Tales palabras parecen corroborar el apelativo de ser Honduras una república bananera. La pérdida de soberanía y la renuncia a ejercer el derecho de autodeterminación sobre su territorio escoció a los hondureños demócratas tanto como la pronunciada en 1929 por el entonces presidente de la Cuyamel Fruit, empresa más tarde anexionada a la United Fruit, Samuel Zemurray, refiriéndose al valor de los diputados hondureños a la hora de comprar sus servicios: un diputado en Honduras cuesta menos que una mula.

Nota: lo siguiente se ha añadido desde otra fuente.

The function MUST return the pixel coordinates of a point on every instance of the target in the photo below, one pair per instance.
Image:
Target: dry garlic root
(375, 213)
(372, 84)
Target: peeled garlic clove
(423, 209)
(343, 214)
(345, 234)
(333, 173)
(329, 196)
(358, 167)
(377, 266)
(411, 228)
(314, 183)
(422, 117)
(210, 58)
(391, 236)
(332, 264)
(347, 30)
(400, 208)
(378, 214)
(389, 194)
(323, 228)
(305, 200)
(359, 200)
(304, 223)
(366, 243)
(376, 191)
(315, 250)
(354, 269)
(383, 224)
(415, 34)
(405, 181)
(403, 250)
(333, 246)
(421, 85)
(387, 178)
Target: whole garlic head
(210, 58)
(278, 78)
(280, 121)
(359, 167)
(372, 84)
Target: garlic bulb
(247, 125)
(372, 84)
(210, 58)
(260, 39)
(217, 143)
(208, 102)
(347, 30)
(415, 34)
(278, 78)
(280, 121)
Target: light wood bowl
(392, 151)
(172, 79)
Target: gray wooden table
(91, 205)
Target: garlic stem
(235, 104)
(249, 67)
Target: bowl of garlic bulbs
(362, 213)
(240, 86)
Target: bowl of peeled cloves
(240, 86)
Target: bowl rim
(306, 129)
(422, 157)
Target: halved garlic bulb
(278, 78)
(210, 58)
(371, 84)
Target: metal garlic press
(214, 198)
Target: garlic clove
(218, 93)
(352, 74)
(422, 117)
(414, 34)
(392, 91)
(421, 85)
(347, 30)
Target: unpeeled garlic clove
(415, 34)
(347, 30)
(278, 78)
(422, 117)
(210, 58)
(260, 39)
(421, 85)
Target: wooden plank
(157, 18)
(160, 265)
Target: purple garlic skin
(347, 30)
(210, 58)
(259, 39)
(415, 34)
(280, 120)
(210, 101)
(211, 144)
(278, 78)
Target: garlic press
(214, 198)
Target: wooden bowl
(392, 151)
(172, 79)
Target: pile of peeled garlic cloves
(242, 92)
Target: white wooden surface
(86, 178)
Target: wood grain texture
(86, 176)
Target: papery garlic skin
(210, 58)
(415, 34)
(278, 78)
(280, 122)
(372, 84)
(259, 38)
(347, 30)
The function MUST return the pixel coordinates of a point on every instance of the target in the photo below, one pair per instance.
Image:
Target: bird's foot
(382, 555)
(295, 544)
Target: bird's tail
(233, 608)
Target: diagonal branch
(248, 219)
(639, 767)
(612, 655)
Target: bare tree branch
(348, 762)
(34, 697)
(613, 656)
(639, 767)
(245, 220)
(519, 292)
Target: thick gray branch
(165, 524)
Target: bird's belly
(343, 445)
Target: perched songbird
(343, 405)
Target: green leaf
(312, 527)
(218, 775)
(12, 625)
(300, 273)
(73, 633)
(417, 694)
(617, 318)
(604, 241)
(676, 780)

Hoy parece repetirse la historia. Un presidente demócrata que apoya las reformas y un proyecto constituyente se ve sometido a la presión de miembros de su propio partido a los que se unen las provenientes del partido opositor, el Nacional, la Iglesia, los grupos empresariales y la vieja oligarquía terrateniente, amén de las fuerzas armadas.
Pero los tiempos cambian. No hay nada que justifique un derrocamiento manu militari del presidente Manuel Zelaya Rosales, salvo si las directrices están marcadas por la administración estadunidense de Obama en connivencia con los sectores más retrógrados del país. No es extraño que Manuel Zelaya encuentre sus apoyos en las clases populares, los trabajadores, el proletariado, el campesinado y los pueblos indígenas, amén de un sector progresista de las clases medias y de su partido. Es necesario que los organismos internacionales y los gobiernos de América Latina, tanto como sus aliados occidentales, rechacen este golpe de Estado, mostrando solidaridad con el gobierno legítimo de Honduras. Si éste no es el camino tomado, se abren oscuros tiempos para el continente.